Another issue is the opioid epidemic, said Tavares Police Corporal Sarah Coursey. “We were finding hypodermic needles in the parking lot and getting a lot of drug complaints” outside the Hot Spot internet café on U.S. Highway 441. Tavares police raided the café in November, seizing $52,000 in cash, two weapons and several slot machines. “The ones in Las Vegas and the casinos in Tampa, they’re regulated, they get audited, they get checked. This can be rigged in any way,” Coursey said.
Assistant State Attorney Mark Simpson added, “There’s also the argument, ‘Well, you’re not hurting anybody and it’s a victimless crime, and the bottom line is why are you trying to take the fun away, especially from seniors?’ They’re going to keep pumping money into this to get gambling on every street corner because it’s so profitable.”
Mathis was convicted by a Seminole County jury in 2013 and sentenced to six years in prison. But the judge allowed him to remain free while the case was appealed. The 5th District Circuit Court of Appeal reversed his conviction and ordered a new trial in October 2016. However, this past March the state prosecutor handling the case dropped the charges rather than go to the expense of a repeat trial. Mathis claimed he followed the state’s regulations governing sweepstakes and contests.
Dog Days Done?
One of the proposals being considered by the Florida Constitution Revision Commission would allow voters to end greyhound racing after December 31, 2019. The commission meets every 20 years to review amendments to submit to voters; 60 percent approval is required.
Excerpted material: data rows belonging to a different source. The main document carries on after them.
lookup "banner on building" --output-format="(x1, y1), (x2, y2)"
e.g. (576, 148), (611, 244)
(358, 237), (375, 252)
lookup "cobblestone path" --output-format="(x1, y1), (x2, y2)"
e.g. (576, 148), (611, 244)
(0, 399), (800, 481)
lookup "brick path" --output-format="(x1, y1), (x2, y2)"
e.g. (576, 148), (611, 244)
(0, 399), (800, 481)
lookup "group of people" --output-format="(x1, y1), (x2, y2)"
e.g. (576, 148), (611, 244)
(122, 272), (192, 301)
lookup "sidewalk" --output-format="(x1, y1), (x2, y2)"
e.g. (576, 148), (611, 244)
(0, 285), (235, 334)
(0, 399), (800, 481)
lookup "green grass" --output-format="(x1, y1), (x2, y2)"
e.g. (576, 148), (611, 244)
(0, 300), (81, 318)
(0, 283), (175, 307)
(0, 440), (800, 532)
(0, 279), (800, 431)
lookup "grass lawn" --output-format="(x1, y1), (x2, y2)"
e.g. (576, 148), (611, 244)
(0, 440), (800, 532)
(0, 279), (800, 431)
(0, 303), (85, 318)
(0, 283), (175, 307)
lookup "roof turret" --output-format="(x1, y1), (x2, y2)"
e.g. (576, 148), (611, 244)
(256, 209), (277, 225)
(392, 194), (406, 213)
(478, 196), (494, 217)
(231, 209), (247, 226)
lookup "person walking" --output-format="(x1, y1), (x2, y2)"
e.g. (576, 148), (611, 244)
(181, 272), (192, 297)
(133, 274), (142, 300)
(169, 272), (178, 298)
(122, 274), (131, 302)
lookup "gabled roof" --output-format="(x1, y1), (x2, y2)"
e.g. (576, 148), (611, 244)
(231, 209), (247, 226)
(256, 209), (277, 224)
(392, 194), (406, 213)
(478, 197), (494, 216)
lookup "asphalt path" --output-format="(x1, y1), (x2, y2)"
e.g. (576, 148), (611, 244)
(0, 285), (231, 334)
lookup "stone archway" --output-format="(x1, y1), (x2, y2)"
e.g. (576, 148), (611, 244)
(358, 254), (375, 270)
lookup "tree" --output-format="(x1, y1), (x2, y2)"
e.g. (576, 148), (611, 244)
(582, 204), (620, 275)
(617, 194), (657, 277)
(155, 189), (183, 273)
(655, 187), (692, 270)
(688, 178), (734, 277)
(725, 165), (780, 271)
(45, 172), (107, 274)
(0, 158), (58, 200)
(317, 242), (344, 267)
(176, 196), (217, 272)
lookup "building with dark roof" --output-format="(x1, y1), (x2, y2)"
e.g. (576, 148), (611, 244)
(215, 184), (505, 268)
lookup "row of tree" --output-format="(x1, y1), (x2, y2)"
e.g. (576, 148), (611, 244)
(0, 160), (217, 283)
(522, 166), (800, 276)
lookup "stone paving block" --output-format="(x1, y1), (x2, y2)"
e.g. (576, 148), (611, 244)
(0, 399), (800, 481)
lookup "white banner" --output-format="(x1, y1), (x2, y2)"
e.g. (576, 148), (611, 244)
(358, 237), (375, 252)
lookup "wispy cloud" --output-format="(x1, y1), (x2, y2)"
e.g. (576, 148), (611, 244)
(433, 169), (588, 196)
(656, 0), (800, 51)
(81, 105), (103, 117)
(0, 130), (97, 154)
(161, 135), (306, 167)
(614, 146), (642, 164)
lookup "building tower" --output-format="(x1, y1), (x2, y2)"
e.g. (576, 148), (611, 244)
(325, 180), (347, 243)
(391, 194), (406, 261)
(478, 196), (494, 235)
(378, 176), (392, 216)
The commission chairman said only eight to 16 amendments will advance to the November 2018 ballot.
However, the issue could be determined sooner by the legislature. State Senator Travis Hutson has introduced Senate Bill 840 which would decouple live dog racing from offering other gambling, such as a card room, if the racetrack has held a full racing schedule for 10 consecutive years.
Florida is one of only six states that still allow dog racing; it’s outlawed in 40 states. About 450 racing dogs have died at Florida’s 12 racetracks since 2013, when the state first required mortality data. Between 2008 and 2015, another 13,000-plus greyhounds have been injured, mostly with broken legs, animal welfare groups reported. Additionally, the report said nearly half of the 847 greyhounds who tested positive for drugs were in Florida; 71 tested positive for cocaine.
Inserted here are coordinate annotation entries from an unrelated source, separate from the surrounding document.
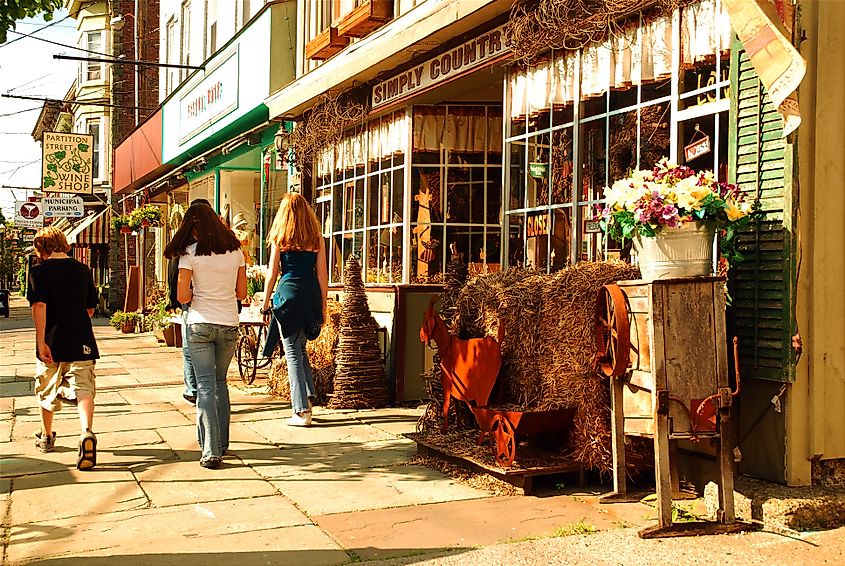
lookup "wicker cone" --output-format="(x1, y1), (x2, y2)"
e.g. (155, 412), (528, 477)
(328, 255), (389, 409)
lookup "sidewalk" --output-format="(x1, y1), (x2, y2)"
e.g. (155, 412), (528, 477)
(0, 296), (845, 566)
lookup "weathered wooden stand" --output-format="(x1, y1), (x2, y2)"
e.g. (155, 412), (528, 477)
(596, 277), (748, 538)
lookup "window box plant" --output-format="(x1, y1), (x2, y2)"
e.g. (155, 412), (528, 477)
(600, 158), (754, 281)
(111, 214), (132, 234)
(109, 311), (141, 334)
(305, 26), (349, 61)
(129, 204), (161, 229)
(337, 0), (393, 37)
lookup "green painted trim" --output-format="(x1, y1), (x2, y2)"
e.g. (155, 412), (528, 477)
(167, 104), (273, 165)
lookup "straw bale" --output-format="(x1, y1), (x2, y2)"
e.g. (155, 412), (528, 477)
(451, 261), (648, 472)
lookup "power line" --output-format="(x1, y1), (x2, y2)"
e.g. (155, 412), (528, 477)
(0, 94), (155, 110)
(0, 16), (70, 48)
(0, 106), (41, 118)
(5, 29), (111, 57)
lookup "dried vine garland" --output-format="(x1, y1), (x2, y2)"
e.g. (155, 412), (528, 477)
(505, 0), (689, 63)
(283, 92), (370, 169)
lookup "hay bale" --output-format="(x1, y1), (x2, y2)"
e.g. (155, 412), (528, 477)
(269, 299), (340, 405)
(452, 261), (649, 472)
The report also noted Florida budgets $2.7 million annually for drug-testing racing animals and samples. Experts said without dog racing, these funds could be redirected toward job training for individuals who may lose their job when racing stops.
At the same time, wagering on dog races dropped from $3.5 billion in 1991 to t $500 million by 2014, according to racing association figures. The racetracks are able to stay financially afloat due to poker games and profitable card rooms.
Carey Theil, executive director at Grey2K USA Worldwide, a greyhound advocacy group, said, “Us winning on this issue is inevitable.”